Samsung’un yeni çevresel vizyonu, hammadde tedarikinden atıkların geri dönüştürülmesi ve bertarafına uzanan ürün yaşam döngüsünün tamamını kapsıyor. Plan kapsamında, üretim süreçlerinde ortaya çıkan gazların yol açtığı emisyonların azaltımının yanı sıra ürünlerdeki enerji tüketiminin de düşürülmesine yönelik yeni aksiyonlar yer alıyor. Şirket ayrıca karbon emisyonlarını azaltmaya yönelik teknolojileri kullanmayı da planlıyor. Samsung, 2030 yılına kadar emisyonların azaltılması, su tasarrufu, elektronik atıkların daha kapsamlı olarak toplanması ve kirletici unsurların azaltılması gibi çeşitli çevre dostu inisiyatiflere 5 milyar doların üzerinde yatırım yapacak.

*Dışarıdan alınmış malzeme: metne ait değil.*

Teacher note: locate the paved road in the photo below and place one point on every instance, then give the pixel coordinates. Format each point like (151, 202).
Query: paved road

2050 yılına kadar sıfır karbon emisyonu hedefi
Samsung Electronics, Cihaz Deneyimi Bölümü’nde 2030 yılına, kuruluş genelindeyse 2050 yılına kadar doğrudan ve dolaylı karbon emisyonunda net sıfır hedefine ulaşarak, 2021 rakamlarına göre emisyonları yaklaşık 17 milyon ton karbondioksit (CO2e) kadar azaltmayı planlıyor.

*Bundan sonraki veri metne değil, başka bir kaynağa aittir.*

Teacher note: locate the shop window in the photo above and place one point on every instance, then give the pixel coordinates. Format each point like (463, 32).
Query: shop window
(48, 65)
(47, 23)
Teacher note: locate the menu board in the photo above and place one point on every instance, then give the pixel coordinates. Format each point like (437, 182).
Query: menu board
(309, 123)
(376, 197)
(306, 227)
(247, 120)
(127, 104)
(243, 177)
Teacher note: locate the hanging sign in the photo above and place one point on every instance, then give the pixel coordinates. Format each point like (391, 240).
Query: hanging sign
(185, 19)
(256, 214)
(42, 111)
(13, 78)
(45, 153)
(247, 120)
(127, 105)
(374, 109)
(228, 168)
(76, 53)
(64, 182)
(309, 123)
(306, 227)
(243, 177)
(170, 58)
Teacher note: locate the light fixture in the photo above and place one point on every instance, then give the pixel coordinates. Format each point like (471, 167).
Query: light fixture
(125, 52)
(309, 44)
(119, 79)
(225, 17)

Samsung, bu çalışmaları ilerletmek için karbon emisyonlarını azaltan arıtma tesislerinde yenilikçi teknolojilere büyük miktarda yatırımlar yapacak. Samsung, bu kapsamda yarı iletken üretiminden kaynaklanan proses gazlarını önemli ölçüde azaltmak için yeni teknolojiler geliştirmeyi ve 2030 yılına kadar yarı iletken üretim hatlarına arıtma tesisleri kurmayı planlıyor. Samsung Electronics, atık ısı kullanım tesislerinin kapsamını genişletme devam ederken, LNG kazanlarının kullanımını azaltmak amacıyla, elektrikli ısı kaynaklarının kullanımını da değerlendirmeye alacak.
Samsung Electronics, güç tüketiminden kaynaklanan dolaylı karbon emisyonlarını azaltma çabalarını ortaklaştırmak için RE100’e dahil oldu. Bu kapsamda şirket, küresel operasyonlarında elektrik ihtiyaçlarını 2050 yılına kadar yenilenebilir enerjiyle karşılamayı hedefliyor. Bu inisiyatifin bir parçası olan Samsung Electronics, beş yıl içinde Cihaz Deneyimi Bölümü’ne ek olarak Kore dışındaki tüm operasyonlarında tamamen yenilenebilir enerji kullanımına geçmeyi planlıyor. Şirketin yenilenebilir enerji tedarik yöntemlerinden bazılarıysa enerji satın alma anlaşmalarının (PPA) imzalanması, yenilenebilir enerji sertifikalarının satın alınması ve yeşil fiyatlandırma programlarına katılım olacak.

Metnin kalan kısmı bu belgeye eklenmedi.